Paper No. 3
Presentation Time: 8:35 AM

ABBERANT CLASSOPOLLIS POLLEN REVEAL EVIDENCE FOR ENVIRONMENTAL MUTAGENESIS IN CONIFERS DURING THE END-TRIASSIC MASS EXTINCTION


KÜRSCHNER, Wolfram Michael, University of Oslo, Department of Geosience and Centre for Earth Evolution and Dynamics, P.O. Box 1047 Blindern, Oslo, 0316, Norway, BATENBURG, Sietske, University of Portsmouth, School of Earth and Environmental Sciences, Burnaby Road, Portsmouth, PO1 3QL, United Kingdom and MANDER, Luke, Environment, Earth and Ecosystems, The Open University, Milton Keynes, MK7 6AA, United Kingdom, w.m.kuerschner@geo.uio.no

One of the most fundamental but least understood questions is the role of adaptive evolutionary responses to environmental stress. Polyploidy, or whole genome doubling, is regarded as an important evolutionary phenomenon. It is a key mechanism for plant speciation leading to new evolutionary lineages. It has been suggested that polyploid plant species may cope better with environmental stress than their diploid relatives, improving their survival chances during periods of dramatic biodiversity decline. So far, however, the fossil record of plants has remained largely unexplored as a source of confirming information on ancient whole genome doubling events.

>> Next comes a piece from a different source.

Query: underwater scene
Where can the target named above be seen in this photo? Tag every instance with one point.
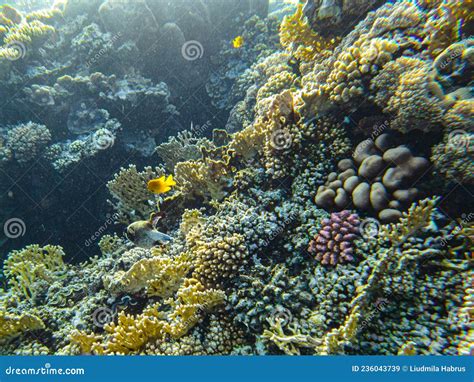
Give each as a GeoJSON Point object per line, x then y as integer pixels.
{"type": "Point", "coordinates": [236, 177]}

We show for the first time new and compelling evidence for genetic mutations in the pollen record of conifers during the Triassic – Jurassic mass extinction. We demonstrate the presence of aberrant pollen clusters and an exceptional variability in pollen size of the conifer pollen Classopollis. Our data imply that this group of conifers produced unreduced pollen, which is regarded as one of the main mechanism of polyploid formation in modern land plants. Our data represents the oldest evidence for unreduced pollen yet documented from the fossil record of vascular plants. We suggest that that polyploidy may have reduced the extinction risk of these conifers during the Tr-J biotic crisis. Notably this conifer group appears to be hardly affected by environmental stress and becomes a very dominant vegetation element in the aftermath of the mass-extinction.